A common lack of understanding of grammar and a limited vocabulary impact on learning beyond English.  As one head teacher put it, “Literacy is the key to broader learning and vocabulary the key to literacy.  Vocabulary needs to be built and systematically developed from pre-primary days among all learners but so do hard language skills.”
It is not only formal skills which are less developed.  Linguistic and cultural hooks on which further learning hang, such nursery rhymes and fairy stories, are often unknown.
Ian McMillan of CBI Scotland recently asserted that Standard Grade and Higher marking schemes had delivered an “unacceptably low” quality of pupil work.  The Scottish Qualifications Authority rewards the content without penalising mistakes.  McMillan called for deductions for inaccurate spelling, bad grammar and poor presentation.
The issue of how Higher English is marked has major implications for teaching.  The one qualification necessary for entering teacher-training (whether at degree or post-graduate level) is a Higher English pass at C.  But because Higher English can be attained despite inaccurate spelling and bad grammar, these skills have often been deprioritised in teaching it.
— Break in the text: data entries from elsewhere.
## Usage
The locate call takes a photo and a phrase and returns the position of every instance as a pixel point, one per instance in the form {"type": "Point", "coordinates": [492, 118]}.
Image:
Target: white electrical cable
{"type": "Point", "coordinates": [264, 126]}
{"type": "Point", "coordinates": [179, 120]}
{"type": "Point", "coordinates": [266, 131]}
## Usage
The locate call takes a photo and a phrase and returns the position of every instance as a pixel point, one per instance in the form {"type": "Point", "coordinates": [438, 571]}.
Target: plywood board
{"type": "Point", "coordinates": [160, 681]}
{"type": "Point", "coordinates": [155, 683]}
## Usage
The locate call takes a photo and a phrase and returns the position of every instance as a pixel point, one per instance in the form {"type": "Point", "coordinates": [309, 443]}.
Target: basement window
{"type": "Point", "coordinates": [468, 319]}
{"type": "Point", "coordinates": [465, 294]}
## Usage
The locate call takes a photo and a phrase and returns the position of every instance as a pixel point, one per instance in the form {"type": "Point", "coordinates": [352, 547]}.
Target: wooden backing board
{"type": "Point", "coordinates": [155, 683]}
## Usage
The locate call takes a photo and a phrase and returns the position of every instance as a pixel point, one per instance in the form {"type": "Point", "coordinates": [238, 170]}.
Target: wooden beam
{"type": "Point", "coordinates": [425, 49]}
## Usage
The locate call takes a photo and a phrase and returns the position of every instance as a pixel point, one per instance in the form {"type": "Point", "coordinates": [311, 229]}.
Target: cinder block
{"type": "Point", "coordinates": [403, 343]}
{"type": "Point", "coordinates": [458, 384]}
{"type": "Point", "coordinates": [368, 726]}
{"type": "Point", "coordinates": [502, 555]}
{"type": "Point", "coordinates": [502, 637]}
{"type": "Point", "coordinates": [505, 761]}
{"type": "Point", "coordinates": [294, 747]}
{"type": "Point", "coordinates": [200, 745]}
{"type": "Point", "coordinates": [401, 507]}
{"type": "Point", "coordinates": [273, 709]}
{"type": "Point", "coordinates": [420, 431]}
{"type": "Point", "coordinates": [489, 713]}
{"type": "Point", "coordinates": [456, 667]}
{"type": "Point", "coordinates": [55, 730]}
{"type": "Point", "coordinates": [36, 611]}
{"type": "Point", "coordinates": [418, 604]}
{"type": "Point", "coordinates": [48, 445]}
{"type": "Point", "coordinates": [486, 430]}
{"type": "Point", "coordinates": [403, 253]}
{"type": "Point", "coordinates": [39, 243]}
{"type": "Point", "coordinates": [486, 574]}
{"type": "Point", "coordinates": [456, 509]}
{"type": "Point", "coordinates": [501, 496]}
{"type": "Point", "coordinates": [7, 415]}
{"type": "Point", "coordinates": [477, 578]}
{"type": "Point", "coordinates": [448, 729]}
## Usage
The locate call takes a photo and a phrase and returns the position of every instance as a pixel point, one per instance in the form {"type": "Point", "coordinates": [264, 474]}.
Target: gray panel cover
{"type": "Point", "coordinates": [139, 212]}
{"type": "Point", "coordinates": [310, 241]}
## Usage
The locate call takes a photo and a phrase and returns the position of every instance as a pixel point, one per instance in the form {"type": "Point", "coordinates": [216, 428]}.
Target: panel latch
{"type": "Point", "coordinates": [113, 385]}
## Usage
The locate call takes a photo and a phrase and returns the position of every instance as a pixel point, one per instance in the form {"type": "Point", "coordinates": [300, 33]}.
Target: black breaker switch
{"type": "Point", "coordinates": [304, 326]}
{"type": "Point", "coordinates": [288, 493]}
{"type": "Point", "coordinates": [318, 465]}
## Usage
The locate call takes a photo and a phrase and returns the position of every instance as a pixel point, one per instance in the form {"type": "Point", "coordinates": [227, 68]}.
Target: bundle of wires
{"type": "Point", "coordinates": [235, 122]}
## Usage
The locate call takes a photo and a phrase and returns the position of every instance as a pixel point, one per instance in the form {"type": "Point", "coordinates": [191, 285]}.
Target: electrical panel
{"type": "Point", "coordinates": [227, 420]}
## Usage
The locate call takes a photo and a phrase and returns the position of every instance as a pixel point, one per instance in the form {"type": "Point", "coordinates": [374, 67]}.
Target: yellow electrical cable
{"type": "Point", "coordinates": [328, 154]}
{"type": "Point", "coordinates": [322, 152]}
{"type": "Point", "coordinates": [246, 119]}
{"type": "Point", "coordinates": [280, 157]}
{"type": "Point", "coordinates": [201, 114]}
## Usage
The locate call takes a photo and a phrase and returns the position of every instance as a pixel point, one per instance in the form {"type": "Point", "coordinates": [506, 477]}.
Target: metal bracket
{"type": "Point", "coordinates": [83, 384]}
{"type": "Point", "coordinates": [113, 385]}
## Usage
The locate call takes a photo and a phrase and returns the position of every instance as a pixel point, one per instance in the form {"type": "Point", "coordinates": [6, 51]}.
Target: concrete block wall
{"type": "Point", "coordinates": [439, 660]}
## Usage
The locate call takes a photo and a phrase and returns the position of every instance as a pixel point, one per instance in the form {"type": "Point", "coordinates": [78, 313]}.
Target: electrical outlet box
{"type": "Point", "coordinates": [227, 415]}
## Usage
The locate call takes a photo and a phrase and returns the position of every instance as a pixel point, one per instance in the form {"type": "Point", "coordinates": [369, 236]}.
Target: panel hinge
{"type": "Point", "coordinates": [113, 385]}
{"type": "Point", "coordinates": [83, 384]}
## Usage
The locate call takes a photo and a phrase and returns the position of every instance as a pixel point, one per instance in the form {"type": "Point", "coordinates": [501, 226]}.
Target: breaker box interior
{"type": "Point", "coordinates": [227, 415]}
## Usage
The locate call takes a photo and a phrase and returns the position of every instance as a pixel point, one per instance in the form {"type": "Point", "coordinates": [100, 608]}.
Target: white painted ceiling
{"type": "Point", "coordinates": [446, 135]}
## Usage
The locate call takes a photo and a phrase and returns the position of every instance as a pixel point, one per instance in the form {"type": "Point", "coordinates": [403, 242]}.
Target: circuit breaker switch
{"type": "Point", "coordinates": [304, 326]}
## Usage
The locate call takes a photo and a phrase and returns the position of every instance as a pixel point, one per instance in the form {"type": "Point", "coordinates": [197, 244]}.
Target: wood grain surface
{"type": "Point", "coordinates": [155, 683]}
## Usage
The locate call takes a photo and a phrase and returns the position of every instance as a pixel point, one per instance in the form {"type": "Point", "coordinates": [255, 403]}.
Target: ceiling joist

The slippage has been gradual, the impact substantial.  There is now a generation of teachers, primary and secondary, many of whom have no formal grammatical skills.  One Principal Teacher stated that “literacy across the curriculum is essential but there remain major pockets of resistance from teachers stuck in their subject silos and, in some cases, under-confident about their own literacy skills.”  To teach literacy meaningfully and effectively teachers require more than an implicit knowledge of language.  How can they teach what they have never mastered?
Overwhelmingly, English teachers denied they would dilute the subject content for exam success.  But what if we are seeing an imperceptible, gradual de-skilling?
One young Principal Teacher however, confessed to having been shocked on arrival at his new school in an area of significant poverty.  There were major vocabulary deficits among even bright youngsters.  Learners had been under-challenged: texts appropriate for S3s had been used with S5s.  “Results were so poor and they’re so important for the school and for the kids and we have to concentrate on improving them,” he said.
The consequent decision was to use more accessible texts as an interim while systematically attacking the language and vocabulary deficits starting at S1.
Former education minister, Peter Peacock, in a broadside against the examination juggernaut (TESS, 13 January 2012) also echoed concerns about content slippage.  “The various pressures lead to increased coaching … to get more pupils over closely defined hurdles, and a narrowing of the curriculum to focus on clearing the hurdles,” he said.
But we do teach to the exams and need to acknowledge that by getting the assessment right.  If we want to ensure that something will be taught, we must ensure that markers mark it.
There was general agreement about the enduring value of Standard Grade English but that Higher has changed for the worse.
Recent and planned changes such as the alteration to the Higher folio, the move from individual presentations and from personal study and the alteration to the final H reading question may all be less educationally valid.
Where then from here?  We should acknowledge the fine quality of most English teaching but fine-tune the curriculum and exams to keep the best of the old as well as to innovate.  We must review what we want from literacy across all age-stages as well as across the curriculum.
Initial suggestions might include reprioritising resources to the nursery sector to tackle language deficits, introducing sanctions for inaccurate spelling, grammar or punctuation in Higher English marking.  Proposed changes to senior qualifications should be revisited, to include external exams with a focus on breadth of reading.
Finally, entry to any teacher training course should require a B in Higher English and if all teachers are to teach literacy, literacy should be taught on all teacher training courses.   Many readers may be surprised to learn that this is not already the case.

This article was published in The Herald on 31 January 2012.